Il y eut, dans l'itinéraire de Frédéric Pajak, un cycle constitué de L'Immense Solitude, Le Chagrin d'amour, Humour et Mélancolie, quatre ouvrages mélancoliques et bouleversants, parus entre 1999 et 2004, qu'il invitait à considérer comme les chapitres d'« un seul et même livre dédié à la solitude, à l'enfance, à l'amour ». Avec Manifeste incertain, un autre cycle s'est ouvert, et c'est une méditation sur l'Histoire et la modernité qu'il a engagée. Une réflexion – une inquiétude, presque une colère – portée par l'intuition que la toute-puissance actuelle du présent, l'effacement du passé et la peur de l'avenir, qui en sont les corollaires, sont ensemble les manifestations d'une « idéologie moderne » dont il faut se garder : « Il y a une guerre qui nous ronge sans jamais se déclarer : c'est la guerre du temps qui éteint le temps, la guerre menée par un présent vidé de son passé, émietté dans un futur improbable, radieux ou désenchanté », écrivait-il dans Manifeste incertain (1) .

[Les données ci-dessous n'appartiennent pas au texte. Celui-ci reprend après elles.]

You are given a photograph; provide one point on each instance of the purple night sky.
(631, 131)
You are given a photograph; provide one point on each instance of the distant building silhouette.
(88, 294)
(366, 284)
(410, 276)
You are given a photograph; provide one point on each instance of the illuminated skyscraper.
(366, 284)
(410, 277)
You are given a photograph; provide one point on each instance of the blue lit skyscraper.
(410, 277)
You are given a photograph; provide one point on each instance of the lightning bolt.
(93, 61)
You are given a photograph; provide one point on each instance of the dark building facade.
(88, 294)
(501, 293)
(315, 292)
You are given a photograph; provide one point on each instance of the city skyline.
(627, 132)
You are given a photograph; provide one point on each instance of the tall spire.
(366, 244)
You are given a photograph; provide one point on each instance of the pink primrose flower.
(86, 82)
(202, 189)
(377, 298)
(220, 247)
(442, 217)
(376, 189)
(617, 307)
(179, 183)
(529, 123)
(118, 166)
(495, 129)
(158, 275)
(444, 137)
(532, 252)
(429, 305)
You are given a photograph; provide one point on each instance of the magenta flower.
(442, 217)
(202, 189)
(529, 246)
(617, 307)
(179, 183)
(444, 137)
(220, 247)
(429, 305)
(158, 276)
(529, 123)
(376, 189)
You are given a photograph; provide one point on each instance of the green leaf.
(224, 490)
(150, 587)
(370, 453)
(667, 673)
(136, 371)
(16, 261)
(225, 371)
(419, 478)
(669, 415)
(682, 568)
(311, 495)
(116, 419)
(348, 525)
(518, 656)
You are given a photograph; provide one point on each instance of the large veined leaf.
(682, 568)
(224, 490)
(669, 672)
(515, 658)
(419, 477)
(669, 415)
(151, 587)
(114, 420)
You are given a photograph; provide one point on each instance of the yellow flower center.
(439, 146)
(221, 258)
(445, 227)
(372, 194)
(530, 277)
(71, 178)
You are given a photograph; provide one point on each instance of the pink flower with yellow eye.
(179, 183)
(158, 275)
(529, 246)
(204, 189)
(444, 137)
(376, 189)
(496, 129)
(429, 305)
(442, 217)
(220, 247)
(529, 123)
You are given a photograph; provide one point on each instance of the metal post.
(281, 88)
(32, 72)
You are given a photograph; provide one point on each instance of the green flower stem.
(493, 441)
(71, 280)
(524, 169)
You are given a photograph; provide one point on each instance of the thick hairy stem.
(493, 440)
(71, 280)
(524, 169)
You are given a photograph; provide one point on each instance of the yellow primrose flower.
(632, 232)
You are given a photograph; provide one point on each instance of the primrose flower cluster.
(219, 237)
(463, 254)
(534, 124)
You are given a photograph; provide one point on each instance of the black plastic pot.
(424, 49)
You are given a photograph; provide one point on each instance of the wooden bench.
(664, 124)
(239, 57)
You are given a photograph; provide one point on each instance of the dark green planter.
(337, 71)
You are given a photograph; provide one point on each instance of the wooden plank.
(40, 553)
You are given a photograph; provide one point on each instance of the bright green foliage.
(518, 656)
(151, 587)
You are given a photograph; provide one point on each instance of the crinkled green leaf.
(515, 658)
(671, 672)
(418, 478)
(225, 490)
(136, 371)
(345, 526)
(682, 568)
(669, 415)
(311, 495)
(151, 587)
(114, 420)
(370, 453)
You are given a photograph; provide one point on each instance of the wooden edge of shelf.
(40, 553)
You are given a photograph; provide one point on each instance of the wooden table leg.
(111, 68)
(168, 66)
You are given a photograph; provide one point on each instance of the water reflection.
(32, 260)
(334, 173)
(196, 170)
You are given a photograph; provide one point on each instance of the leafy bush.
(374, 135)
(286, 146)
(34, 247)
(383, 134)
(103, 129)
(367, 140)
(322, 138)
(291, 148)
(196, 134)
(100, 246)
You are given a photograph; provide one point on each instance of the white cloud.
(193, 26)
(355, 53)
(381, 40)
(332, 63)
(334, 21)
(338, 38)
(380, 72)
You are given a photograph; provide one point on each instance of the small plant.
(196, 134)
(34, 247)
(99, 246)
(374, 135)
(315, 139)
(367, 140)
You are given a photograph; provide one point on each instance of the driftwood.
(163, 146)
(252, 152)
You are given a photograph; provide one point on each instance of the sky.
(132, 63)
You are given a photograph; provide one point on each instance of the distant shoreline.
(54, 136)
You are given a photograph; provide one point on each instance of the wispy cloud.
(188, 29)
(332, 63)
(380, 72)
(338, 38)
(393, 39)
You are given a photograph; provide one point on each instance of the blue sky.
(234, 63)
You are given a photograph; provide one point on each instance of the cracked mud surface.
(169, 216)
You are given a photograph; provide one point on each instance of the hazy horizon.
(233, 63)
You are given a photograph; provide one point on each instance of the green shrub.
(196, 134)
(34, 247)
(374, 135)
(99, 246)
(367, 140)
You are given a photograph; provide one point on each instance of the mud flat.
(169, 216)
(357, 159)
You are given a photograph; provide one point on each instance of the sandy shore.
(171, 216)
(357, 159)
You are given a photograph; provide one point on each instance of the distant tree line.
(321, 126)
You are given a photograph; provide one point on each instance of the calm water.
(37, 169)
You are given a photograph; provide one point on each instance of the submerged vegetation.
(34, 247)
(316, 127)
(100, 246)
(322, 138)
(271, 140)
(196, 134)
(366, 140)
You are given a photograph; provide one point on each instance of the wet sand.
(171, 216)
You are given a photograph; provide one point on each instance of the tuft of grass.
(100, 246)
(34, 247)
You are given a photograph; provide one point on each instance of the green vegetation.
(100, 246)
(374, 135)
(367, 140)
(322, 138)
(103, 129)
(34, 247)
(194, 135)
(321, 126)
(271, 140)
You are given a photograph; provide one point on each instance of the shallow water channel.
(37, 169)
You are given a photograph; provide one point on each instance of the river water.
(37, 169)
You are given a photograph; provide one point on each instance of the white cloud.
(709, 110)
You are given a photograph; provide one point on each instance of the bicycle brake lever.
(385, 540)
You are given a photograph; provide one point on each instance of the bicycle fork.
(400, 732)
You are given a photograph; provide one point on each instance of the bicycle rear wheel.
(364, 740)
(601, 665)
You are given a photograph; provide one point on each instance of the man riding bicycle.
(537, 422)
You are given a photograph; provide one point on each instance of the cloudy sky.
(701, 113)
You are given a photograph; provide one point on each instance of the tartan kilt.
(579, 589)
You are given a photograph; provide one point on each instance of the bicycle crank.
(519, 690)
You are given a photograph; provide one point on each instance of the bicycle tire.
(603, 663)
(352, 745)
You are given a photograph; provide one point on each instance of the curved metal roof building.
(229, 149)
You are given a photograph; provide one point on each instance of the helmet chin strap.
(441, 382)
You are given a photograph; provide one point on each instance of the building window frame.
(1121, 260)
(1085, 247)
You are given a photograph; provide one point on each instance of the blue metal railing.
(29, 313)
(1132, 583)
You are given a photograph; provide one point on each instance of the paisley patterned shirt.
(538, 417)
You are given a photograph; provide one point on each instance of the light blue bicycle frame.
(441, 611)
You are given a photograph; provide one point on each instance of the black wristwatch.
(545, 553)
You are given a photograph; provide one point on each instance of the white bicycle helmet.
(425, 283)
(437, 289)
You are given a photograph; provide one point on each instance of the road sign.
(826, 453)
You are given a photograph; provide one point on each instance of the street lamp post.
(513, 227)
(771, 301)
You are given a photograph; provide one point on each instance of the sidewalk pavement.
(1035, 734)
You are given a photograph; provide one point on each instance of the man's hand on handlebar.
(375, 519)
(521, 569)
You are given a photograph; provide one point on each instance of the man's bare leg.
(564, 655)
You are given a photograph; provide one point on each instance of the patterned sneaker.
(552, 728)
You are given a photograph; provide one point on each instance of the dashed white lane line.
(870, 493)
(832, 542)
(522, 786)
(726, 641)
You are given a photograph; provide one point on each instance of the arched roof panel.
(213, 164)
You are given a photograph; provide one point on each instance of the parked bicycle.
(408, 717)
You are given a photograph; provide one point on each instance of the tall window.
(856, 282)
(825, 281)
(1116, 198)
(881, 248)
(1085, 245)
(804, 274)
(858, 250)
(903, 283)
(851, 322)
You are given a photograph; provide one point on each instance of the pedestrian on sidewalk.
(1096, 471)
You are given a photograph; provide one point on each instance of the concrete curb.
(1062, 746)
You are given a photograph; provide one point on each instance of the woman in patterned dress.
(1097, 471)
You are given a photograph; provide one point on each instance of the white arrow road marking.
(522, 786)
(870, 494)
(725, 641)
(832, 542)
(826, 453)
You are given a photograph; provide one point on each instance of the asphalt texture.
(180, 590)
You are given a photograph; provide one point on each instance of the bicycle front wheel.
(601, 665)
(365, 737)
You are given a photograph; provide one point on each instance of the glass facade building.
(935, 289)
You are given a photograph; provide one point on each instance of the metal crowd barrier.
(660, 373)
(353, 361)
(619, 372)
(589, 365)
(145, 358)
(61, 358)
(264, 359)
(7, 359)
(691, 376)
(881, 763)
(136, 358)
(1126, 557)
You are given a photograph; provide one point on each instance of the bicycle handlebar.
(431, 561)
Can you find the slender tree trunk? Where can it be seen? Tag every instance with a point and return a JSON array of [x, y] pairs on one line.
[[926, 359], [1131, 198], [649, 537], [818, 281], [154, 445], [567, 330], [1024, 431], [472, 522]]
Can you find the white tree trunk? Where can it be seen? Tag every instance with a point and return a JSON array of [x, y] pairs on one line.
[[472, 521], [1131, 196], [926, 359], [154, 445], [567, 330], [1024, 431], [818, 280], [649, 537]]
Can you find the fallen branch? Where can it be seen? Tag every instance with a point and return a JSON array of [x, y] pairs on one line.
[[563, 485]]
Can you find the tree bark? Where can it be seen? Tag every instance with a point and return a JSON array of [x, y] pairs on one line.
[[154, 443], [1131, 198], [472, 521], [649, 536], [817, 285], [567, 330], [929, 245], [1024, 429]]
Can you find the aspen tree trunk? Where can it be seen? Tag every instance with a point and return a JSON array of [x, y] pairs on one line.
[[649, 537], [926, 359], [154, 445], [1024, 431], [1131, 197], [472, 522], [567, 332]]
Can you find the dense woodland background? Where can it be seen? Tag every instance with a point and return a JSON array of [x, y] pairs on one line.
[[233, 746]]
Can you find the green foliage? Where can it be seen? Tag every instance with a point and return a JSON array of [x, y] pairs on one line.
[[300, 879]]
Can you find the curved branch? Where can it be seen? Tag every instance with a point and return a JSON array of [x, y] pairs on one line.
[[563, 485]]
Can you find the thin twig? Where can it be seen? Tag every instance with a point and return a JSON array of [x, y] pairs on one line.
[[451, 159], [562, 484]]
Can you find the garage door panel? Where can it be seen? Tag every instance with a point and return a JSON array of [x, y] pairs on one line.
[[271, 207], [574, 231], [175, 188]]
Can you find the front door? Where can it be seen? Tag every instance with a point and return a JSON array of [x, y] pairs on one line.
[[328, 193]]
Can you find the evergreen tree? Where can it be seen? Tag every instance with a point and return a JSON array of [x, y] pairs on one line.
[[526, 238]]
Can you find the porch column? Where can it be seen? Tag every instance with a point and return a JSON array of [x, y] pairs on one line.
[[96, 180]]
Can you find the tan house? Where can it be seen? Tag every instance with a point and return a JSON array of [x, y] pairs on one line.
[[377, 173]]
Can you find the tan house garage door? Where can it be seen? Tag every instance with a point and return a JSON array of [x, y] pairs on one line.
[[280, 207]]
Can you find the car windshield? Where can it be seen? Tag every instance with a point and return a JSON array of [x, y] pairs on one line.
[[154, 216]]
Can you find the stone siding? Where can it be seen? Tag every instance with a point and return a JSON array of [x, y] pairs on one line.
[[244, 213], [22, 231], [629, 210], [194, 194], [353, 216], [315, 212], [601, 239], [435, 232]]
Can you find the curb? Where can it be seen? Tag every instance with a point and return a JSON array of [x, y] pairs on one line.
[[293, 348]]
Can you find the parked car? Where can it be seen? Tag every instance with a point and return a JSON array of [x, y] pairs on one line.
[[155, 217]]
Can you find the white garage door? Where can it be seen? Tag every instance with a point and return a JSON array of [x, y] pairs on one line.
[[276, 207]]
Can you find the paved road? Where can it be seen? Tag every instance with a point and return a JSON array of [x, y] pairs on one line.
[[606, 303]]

Mais Pajak n'est pas un théoricien, un manipulateur d'idées abstraites. Qu'il dessine ou qu'il écrive, il est un poète, un rêveur, un voyant. Pour retracer les contours et les détails du XXe siècle, avant que tout ne s'efface, il convoque les destins croisés de deux personnages qui, aux antipodes l'un de l'autre, incarnent pourtant l'essence d'une époque : dans les années 1930, le saturnien Walter Benjamin (1892-1940) – pour le moment, à l'épicentre de l'ensemble de la série –, tentant de survivre à la persécution nazie avant que de baisser finalement les bras et de se donner la mort, et le poète Ezra Pound (1885-1972), auteur génial et furieux des Cantos qui, fourvoyé du côté du fascisme, n'en revint jamais. De la juxtaposition de ces deux figures tragiques surgit une vérité. Pajak en est convaincu, « c'est avec les yeux des autres que nous voyons le mieux ».